Once part of one of the greatest early collections of Klimt’s work – that of the Austro-Hungarian iron magnate and collector Victor Zuckerkandl and his wife Paula – the work went missing in Vienna during the Nazi period and only resurfaced decades later. It was offered for sale tonight pursuant to an agreement between Georges Jorisch, the now 81-year old great nephew of the original owner, and the European private collector in whose family the painting had been for several years.

After the sale, Georges Jorisch said: “Today’s sale closes a long-open chapter in my life in which I recover a part of my forbears’ legacy and pass it on to future generations, just as my parents would have wished.”

Other notable prices, moments and information

• Important still life by Paul Cézanne sells for £11,801,250 / $18,941,006 /€13,468,777
Painted in 1893-4, when Cezanne’s mastery of the still life was at its height, Pichet et fruits sur une table ranks among the finest works by the artist ever to have come to auction. Once part of such illustrious collections as those of Dr Albert C. Barnes, Chester A. Beatty and Laurance S. Rockefeller, the painting has now found a new place in the home of the collector who paid £11.8 million to secure it.

• Egon Schiele’s, Sitzende Frau mit violetten Strümpfen, (Seated Woman in Violet Stockings), of 1917, made £4,857,250/ $7,795,886 /€5,543,584 against an estimate of £3,000,000-5,000,000. Fresh to the market and never previously offered at auction, this powerful work had been in the same distinguished private collection for the 34 years prior to this evening’s sale.

• Henri Matisse’s Femme Couchée – a magnificent example of Matisse’s favourite subject, made £4,409,250/ $7,076,846 /€5,032,281 against an estimate of £3,500,000-5,500,000

• The sale saw the highest price of the week for a Surrealist work: Rene Magritte’s Le Beau Navire – one of the finest 1940s nudes ever to have appeared on the market, and in the same private collection since 1977 – made £3,737,250 / $5,998,286 / €4,265,327 against an estimate of £2,500,000-3,500,000.

• Fauve and Expressionist works, which were well represented in the sale, also performed strongly.
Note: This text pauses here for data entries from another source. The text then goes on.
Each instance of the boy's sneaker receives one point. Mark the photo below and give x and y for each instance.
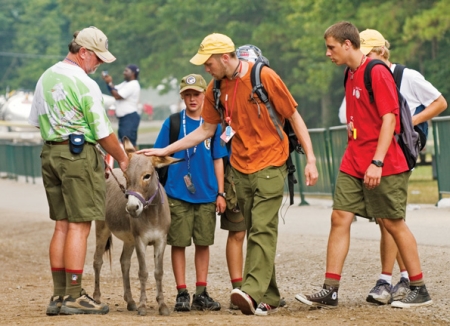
(243, 301)
(204, 302)
(325, 298)
(183, 302)
(381, 293)
(417, 296)
(54, 306)
(82, 305)
(233, 306)
(264, 309)
(400, 290)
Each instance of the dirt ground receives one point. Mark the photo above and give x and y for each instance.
(25, 232)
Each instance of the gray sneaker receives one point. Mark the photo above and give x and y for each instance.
(325, 298)
(380, 294)
(82, 305)
(54, 306)
(417, 296)
(183, 302)
(400, 290)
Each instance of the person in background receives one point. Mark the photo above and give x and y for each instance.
(425, 102)
(68, 108)
(127, 100)
(195, 190)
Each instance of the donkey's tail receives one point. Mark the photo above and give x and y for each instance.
(108, 248)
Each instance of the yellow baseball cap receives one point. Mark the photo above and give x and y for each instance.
(212, 44)
(193, 81)
(370, 38)
(95, 40)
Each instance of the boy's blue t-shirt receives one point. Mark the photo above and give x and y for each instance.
(201, 164)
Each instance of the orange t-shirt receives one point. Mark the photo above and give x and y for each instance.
(256, 144)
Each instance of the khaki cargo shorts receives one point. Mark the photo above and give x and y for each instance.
(388, 200)
(191, 221)
(74, 183)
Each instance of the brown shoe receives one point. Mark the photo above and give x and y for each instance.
(82, 305)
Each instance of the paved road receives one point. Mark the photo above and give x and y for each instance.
(429, 224)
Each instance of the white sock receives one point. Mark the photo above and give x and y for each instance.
(387, 278)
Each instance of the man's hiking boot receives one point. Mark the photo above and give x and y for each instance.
(325, 298)
(82, 305)
(380, 294)
(204, 302)
(243, 301)
(417, 296)
(54, 306)
(183, 302)
(265, 309)
(400, 290)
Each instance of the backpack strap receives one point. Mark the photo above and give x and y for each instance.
(258, 88)
(174, 131)
(174, 127)
(217, 104)
(398, 74)
(346, 76)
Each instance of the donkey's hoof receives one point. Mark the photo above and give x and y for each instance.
(164, 310)
(142, 311)
(131, 306)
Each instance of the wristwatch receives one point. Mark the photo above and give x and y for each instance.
(222, 194)
(377, 163)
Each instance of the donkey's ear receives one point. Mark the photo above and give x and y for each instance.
(160, 161)
(129, 148)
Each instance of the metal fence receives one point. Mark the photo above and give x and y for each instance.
(441, 136)
(18, 159)
(329, 146)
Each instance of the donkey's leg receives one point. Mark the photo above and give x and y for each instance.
(103, 243)
(125, 262)
(143, 274)
(158, 255)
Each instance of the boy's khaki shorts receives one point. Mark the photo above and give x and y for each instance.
(191, 221)
(388, 200)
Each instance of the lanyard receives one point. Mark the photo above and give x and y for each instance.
(184, 131)
(229, 112)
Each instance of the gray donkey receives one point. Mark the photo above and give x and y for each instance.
(139, 218)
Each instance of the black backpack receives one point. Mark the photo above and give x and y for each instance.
(408, 138)
(260, 91)
(398, 75)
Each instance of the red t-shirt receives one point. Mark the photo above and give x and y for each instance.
(256, 144)
(367, 119)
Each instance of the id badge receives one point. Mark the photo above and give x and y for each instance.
(189, 184)
(227, 134)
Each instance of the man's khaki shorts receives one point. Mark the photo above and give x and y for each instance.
(191, 221)
(388, 200)
(74, 183)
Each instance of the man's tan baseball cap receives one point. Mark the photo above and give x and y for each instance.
(370, 38)
(212, 44)
(95, 40)
(193, 81)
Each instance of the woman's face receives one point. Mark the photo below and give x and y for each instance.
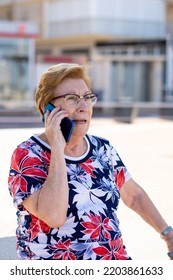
(80, 112)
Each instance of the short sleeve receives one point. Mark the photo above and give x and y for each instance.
(121, 174)
(27, 174)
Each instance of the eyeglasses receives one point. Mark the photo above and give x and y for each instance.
(72, 99)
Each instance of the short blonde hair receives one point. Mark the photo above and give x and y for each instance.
(53, 77)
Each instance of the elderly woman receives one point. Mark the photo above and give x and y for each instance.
(67, 193)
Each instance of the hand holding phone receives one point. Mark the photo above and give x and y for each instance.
(66, 124)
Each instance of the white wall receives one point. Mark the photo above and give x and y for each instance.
(141, 10)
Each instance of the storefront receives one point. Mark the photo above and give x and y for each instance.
(17, 64)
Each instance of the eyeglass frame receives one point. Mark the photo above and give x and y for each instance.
(80, 97)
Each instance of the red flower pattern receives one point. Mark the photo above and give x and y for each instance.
(24, 166)
(120, 179)
(116, 250)
(63, 251)
(95, 227)
(88, 167)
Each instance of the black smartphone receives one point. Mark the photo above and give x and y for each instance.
(66, 124)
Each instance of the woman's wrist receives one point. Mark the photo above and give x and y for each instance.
(166, 232)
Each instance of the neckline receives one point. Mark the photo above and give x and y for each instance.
(68, 158)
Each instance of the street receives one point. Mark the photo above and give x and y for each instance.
(146, 147)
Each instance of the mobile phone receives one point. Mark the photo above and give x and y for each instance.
(66, 124)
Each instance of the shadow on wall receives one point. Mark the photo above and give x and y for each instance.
(8, 248)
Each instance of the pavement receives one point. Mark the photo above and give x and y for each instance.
(145, 146)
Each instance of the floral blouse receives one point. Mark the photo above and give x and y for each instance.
(91, 231)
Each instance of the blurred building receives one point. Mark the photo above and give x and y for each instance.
(127, 45)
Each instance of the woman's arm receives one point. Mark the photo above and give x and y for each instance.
(50, 203)
(138, 200)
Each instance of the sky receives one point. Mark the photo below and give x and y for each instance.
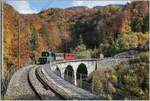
(35, 6)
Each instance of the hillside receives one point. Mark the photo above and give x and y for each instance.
(109, 29)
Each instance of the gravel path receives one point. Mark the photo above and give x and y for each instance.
(19, 87)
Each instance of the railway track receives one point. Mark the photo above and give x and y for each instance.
(33, 82)
(43, 91)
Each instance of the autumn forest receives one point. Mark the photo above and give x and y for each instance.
(108, 29)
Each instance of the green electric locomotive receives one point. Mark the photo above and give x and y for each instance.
(46, 57)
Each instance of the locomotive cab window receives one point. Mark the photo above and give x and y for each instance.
(45, 54)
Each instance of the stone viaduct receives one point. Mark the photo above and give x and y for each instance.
(80, 68)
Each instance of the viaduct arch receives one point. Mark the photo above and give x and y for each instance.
(71, 70)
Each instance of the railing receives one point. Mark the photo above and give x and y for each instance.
(5, 81)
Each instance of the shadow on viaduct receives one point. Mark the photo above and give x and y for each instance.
(73, 71)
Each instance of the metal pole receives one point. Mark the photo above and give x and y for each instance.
(18, 42)
(80, 80)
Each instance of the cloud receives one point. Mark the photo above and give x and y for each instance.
(22, 6)
(91, 4)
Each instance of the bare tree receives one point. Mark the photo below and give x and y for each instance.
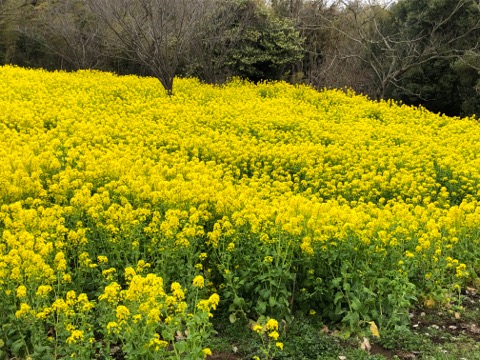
(68, 29)
(154, 33)
(374, 39)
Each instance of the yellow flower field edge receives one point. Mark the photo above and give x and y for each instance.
(127, 216)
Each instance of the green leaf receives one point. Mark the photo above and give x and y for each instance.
(338, 297)
(356, 304)
(17, 346)
(181, 346)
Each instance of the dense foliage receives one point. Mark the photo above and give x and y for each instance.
(127, 216)
(420, 52)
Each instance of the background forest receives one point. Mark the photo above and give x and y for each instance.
(419, 52)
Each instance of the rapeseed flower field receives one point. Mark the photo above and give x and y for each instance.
(128, 216)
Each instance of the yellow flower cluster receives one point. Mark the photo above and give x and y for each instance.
(106, 175)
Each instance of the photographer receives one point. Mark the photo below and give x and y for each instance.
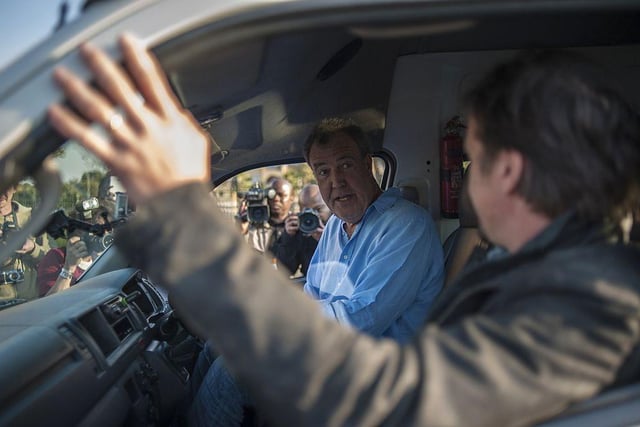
(18, 274)
(302, 231)
(61, 267)
(265, 235)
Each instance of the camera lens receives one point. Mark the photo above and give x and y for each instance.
(309, 221)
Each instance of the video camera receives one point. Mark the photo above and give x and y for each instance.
(8, 227)
(11, 277)
(257, 203)
(309, 219)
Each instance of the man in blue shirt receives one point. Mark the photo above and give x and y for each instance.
(377, 268)
(378, 265)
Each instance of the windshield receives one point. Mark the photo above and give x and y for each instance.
(79, 231)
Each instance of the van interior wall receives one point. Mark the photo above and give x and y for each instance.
(425, 94)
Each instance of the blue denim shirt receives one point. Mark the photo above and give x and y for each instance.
(384, 278)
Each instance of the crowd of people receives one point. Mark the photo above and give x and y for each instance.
(549, 319)
(44, 265)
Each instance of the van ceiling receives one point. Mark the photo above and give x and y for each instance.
(260, 95)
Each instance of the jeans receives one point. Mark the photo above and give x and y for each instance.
(218, 399)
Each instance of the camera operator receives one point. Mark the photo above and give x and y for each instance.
(61, 267)
(18, 273)
(302, 231)
(265, 236)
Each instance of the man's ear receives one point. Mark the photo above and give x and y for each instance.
(510, 167)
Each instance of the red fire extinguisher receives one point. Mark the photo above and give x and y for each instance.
(451, 167)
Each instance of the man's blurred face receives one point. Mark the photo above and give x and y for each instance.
(5, 199)
(482, 185)
(313, 200)
(344, 177)
(280, 205)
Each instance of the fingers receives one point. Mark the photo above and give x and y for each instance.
(93, 105)
(148, 75)
(69, 124)
(114, 82)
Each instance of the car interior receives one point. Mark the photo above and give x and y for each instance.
(110, 350)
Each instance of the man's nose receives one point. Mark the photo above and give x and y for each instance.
(337, 177)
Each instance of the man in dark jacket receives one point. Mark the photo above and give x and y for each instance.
(516, 340)
(295, 247)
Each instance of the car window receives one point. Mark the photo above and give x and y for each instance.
(85, 212)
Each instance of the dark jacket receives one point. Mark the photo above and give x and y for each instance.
(513, 342)
(295, 251)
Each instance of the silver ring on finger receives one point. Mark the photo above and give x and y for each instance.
(116, 120)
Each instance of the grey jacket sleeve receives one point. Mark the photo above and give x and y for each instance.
(511, 368)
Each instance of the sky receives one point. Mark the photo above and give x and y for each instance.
(24, 23)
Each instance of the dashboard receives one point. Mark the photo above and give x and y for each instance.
(108, 351)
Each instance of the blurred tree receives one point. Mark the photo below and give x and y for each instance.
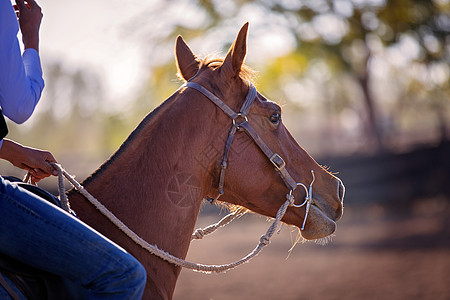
(349, 36)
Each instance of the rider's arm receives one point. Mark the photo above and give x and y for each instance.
(21, 81)
(33, 160)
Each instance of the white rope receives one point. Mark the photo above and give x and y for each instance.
(200, 233)
(153, 249)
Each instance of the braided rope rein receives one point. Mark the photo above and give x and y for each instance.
(153, 249)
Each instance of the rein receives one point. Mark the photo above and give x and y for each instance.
(274, 158)
(277, 161)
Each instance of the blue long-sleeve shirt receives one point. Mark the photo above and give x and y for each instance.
(21, 81)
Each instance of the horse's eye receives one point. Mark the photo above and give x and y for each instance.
(275, 118)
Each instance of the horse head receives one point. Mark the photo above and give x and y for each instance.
(263, 162)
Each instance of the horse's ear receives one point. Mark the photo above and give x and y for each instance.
(236, 55)
(187, 62)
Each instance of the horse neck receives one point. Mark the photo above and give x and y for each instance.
(154, 186)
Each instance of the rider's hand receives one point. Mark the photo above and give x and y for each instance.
(30, 16)
(35, 161)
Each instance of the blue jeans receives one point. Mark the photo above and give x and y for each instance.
(44, 236)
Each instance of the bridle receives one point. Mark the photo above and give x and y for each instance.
(274, 158)
(240, 122)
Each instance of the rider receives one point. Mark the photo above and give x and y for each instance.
(32, 230)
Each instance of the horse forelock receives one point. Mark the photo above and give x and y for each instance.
(214, 62)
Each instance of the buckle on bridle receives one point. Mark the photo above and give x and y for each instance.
(277, 161)
(240, 116)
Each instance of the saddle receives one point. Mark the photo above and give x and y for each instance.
(33, 283)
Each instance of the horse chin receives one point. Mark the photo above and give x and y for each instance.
(318, 225)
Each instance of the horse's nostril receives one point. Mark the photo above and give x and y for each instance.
(341, 190)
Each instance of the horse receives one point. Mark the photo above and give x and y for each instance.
(156, 180)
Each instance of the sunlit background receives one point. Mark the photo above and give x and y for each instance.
(364, 86)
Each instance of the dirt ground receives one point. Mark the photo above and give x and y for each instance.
(374, 255)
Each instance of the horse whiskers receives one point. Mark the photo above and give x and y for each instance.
(325, 240)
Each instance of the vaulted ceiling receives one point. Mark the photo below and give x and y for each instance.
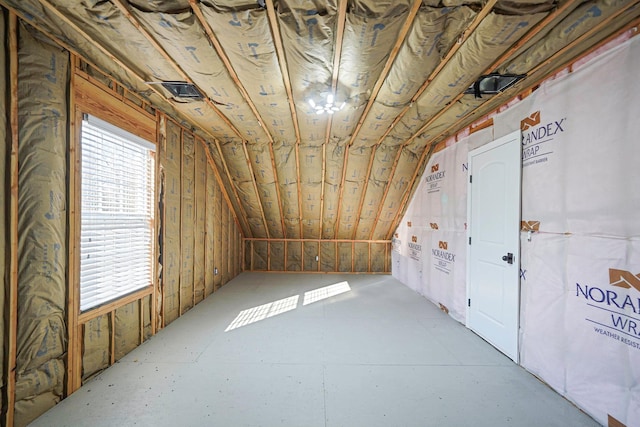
(400, 68)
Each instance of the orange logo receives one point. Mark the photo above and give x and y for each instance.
(531, 121)
(624, 279)
(530, 226)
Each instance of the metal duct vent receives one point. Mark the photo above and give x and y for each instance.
(182, 90)
(494, 83)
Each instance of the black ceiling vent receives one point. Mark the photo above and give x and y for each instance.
(182, 90)
(493, 83)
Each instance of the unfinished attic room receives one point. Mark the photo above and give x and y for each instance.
(320, 213)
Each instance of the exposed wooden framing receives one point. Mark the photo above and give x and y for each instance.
(112, 337)
(555, 56)
(534, 31)
(319, 242)
(162, 140)
(121, 64)
(12, 302)
(337, 53)
(134, 21)
(464, 36)
(265, 239)
(160, 224)
(154, 43)
(234, 76)
(182, 131)
(89, 315)
(282, 60)
(563, 7)
(413, 12)
(285, 255)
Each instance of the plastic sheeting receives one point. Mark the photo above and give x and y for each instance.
(579, 270)
(43, 80)
(170, 161)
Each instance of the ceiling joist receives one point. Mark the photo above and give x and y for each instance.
(463, 37)
(337, 54)
(404, 31)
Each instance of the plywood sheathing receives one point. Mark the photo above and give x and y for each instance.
(43, 83)
(370, 33)
(54, 23)
(490, 34)
(572, 20)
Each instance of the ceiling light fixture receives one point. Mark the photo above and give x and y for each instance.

In addition to the prices achieved for the Matisse and Schiele mentioned above, Ernst Ludwig Kirchner’s Variétéparade (Variety Show) almost doubled its pre-sale high estimate when it sold for £2,953,250 / $4,739,966 / €3,370, 547 (est: £1,000,000-1,500,000) – the third highest price for the artist at auction.

• Georges Seurat’s Garçonnet Assis (Maurice Appert) – one of the finest works on paper by the artist to appear at auction, and with an excellent provenance – was pursued by no fewer than four bidders, who drove the price to £1,945,250/ €3,122,126 (est: £750,000-1,000,000).